Controle remoto da TV
é na verdade, controle imediato;
remoto é o sujeito que a assiste
remoto do controle da própria vida.

25 de novembro de 2017

Sem cerimônia



Do mundo, grande parte
mera cerimônia;

a família dita tradicional, dita cerimônia;
o ensino sem métodos, cerimônia;
afirmar liberdade, cerimônia dupla;
chamar médico analfabeto de doutor, cerimônia;
viver em função de aposentadoria, cerimônia;
a polícia, é cerimônia e coerção;
a igreja, idem.

Gritar com criança berrante, cerimônia;
dizer "uma palmada resolve", cerimônia;
o "bom dia, tudo bem", seguido de pedido ou isolamento, cerimônia.

Continuar essa poesia, cerimônia.

Definição



Gente doida:
gente que nasce
pra ser normal

22 de novembro de 2017

poesia meio espremida

Espremo a laranja
olho o relógio;
espremo a laranja
reflito:
o tempo me espreme

tomo o suco
o tempo
me toma

ávido;

Diminuir-se II


Ostra
é bela
pela toxina
não pela
pérola;

Tartaruga
bela é
pela ruga
que leva
no pé
e por enrugar
o tempo
no passo seguinte
 

Diminuir-se


Tudo estava tão nublado
menos o céu

20 de novembro de 2017

Autêntico


Quanto do meu comportamento
¿é comportamento alheio?
¿tudo, quase tudo, meio?

variações inconstantes do de sempre
inebriadas repetições do mesmo
como ¿loop no rio de Heráclito?

aliás; liberdade é só termo fajuto
para aquilo que ninguém dá atenção
que são as causas e consequências da ação.

sobre meu comportar-se
comporta no meu ato
do ambiente a catarse.

tudo é determinado;
se chove, chovo,
se tem água, nado.

mas nada é fatalismo
isso é diferente, Che; 
é teleológico; ilógico.

voltando; ¿quanto do meu eu
encerra no meu, o que é seu?
se há o bom, sou com ele
se há o mau, sou com ele
mas não sou como eles.

Lavar as mãos para o que acontece
não faz o que ocorre, deixar de ocorrer.
Apenas tampa a visão do que já cego é.

Aí vão dizer de liberdade, do caralho a quatro,
e vão te consumir, te desgastar, com a ignorância do não querer saber.

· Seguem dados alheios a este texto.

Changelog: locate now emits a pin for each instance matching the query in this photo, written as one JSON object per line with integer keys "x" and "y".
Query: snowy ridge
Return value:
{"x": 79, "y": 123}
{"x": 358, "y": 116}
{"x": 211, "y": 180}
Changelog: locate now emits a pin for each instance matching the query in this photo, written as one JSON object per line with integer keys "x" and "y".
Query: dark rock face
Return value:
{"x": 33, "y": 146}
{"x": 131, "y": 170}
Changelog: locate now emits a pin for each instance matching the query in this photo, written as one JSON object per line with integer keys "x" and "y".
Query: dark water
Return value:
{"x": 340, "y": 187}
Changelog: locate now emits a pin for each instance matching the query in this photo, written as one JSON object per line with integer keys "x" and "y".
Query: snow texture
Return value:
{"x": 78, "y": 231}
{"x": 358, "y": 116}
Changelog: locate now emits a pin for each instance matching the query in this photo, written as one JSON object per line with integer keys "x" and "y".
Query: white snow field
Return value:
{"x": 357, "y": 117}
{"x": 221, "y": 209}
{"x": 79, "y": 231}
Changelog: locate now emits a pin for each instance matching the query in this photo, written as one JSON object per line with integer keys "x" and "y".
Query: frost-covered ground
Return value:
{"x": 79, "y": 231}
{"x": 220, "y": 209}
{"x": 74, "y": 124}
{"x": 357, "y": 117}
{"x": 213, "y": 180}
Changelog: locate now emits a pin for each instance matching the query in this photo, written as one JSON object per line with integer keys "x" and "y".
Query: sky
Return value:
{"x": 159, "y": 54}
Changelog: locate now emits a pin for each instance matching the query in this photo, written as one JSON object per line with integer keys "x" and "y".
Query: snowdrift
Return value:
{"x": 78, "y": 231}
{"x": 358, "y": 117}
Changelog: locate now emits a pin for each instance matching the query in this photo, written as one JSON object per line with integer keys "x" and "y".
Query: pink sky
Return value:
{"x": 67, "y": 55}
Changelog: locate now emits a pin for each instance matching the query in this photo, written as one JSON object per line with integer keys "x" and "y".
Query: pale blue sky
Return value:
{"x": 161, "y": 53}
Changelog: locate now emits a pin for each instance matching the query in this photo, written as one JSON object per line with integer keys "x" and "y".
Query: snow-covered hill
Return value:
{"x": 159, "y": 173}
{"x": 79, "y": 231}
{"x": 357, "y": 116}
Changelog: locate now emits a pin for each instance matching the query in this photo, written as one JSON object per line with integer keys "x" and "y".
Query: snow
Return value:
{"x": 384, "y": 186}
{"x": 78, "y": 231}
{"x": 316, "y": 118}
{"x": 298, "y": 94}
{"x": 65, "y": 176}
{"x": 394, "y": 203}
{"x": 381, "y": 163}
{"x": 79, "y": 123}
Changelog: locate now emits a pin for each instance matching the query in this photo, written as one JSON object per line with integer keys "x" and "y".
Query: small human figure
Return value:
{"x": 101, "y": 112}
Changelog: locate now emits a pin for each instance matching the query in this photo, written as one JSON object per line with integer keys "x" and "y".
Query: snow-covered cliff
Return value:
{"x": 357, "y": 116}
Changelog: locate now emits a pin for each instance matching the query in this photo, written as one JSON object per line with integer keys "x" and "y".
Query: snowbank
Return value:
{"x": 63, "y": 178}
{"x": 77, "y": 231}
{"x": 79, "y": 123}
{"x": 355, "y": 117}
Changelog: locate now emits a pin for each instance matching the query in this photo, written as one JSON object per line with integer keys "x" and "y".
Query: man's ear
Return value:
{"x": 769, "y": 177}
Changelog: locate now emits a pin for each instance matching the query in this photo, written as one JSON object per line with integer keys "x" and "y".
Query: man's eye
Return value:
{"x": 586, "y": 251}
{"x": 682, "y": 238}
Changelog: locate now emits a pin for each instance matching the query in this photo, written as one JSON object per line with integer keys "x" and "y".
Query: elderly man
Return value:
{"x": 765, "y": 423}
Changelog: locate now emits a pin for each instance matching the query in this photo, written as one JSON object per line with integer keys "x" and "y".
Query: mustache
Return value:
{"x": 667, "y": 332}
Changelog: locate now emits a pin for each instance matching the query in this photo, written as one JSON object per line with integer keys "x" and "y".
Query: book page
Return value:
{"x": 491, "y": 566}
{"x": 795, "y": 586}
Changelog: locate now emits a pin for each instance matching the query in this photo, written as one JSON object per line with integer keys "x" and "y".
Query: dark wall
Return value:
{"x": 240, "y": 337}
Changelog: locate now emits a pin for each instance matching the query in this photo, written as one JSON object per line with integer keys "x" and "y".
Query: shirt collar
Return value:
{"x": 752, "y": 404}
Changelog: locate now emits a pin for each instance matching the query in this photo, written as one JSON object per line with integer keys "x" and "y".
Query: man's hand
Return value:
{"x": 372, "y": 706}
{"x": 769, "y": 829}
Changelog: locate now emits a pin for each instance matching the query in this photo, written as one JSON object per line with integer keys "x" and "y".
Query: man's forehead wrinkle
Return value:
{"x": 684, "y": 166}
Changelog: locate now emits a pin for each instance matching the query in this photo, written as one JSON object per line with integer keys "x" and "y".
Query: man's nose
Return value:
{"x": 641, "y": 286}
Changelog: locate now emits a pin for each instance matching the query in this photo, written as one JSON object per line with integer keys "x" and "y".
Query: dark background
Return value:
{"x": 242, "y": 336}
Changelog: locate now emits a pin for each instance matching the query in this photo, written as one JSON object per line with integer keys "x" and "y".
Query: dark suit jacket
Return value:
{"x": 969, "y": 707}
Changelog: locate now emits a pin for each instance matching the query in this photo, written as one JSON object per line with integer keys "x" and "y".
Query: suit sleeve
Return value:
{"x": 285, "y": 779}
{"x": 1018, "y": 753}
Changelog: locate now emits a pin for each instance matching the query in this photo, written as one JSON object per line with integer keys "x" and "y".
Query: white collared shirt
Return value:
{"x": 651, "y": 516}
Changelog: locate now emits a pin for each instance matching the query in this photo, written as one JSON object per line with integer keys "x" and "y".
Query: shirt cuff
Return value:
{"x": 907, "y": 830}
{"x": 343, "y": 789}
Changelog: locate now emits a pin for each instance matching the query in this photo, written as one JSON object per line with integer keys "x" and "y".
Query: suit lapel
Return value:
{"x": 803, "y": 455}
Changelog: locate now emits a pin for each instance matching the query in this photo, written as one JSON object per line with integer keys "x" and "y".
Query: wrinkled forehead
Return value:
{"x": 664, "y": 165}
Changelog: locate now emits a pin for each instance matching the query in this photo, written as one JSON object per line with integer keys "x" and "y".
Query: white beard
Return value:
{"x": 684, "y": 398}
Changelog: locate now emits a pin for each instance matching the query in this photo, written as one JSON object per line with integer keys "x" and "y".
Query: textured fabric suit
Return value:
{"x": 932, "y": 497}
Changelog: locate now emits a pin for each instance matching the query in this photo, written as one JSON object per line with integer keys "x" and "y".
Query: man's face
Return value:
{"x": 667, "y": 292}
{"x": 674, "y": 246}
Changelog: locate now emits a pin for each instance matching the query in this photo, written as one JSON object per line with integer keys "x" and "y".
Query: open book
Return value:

Se morro, meu comportamento vive
no ambiente em que vivi;
se vivo e em vida, morro constante
sou inútil, sou miséria, sou bigato,
e não mereço o solo em que piso.

Se somos nossos comportamentos
ao menos assim, respiramos em paz
copiando de maneira autêntica
o que aprendemos; o que lemos; o que até mesmo, comemos.

Amém.

Acto


se
       tudo quanto possível
impossível for

cacto não poderia
ter mais bela
flor

Diminuir-se-possível



o mundo estava meio
olhei para o semáforo
estava amarelo;

o mundo estava; leio
um livro do Skinner
estava radiante;

o mundo; veio
aos meus olhos
¿sou mundo também?

o; velho
ao meu lado
sou eu amanhã

;

¿?

16 de novembro de 2017

Haicai meio pêssego



Antes o azedo, amargo;
estando doce
um passo para a podridão.

Ditando



Antes pensar na morte que ela em mim

Crônica I - "De toda forma, prossigamos"



Nem sei bem, caro leitor, se o que escrevo é o que ocorre; mas escrevo esse emaranhado de cotidiano de uma guria qualquer.

Ela desperta, as cinco da manhã. Tem família - como qualquer outra - talvez uma filha pequena que vai para o colégio, logo cedo, zumbizinha; talvez um marido que apressadamente luta pelo pão do dia seguinte, e não tem tempo nem para tomar o café da manhã do próprio dia. Tem família - como qualquer outra que não se anda tendo hoje em dia; e isso não é algo ruim, devido as circunstâncias do meu escrever.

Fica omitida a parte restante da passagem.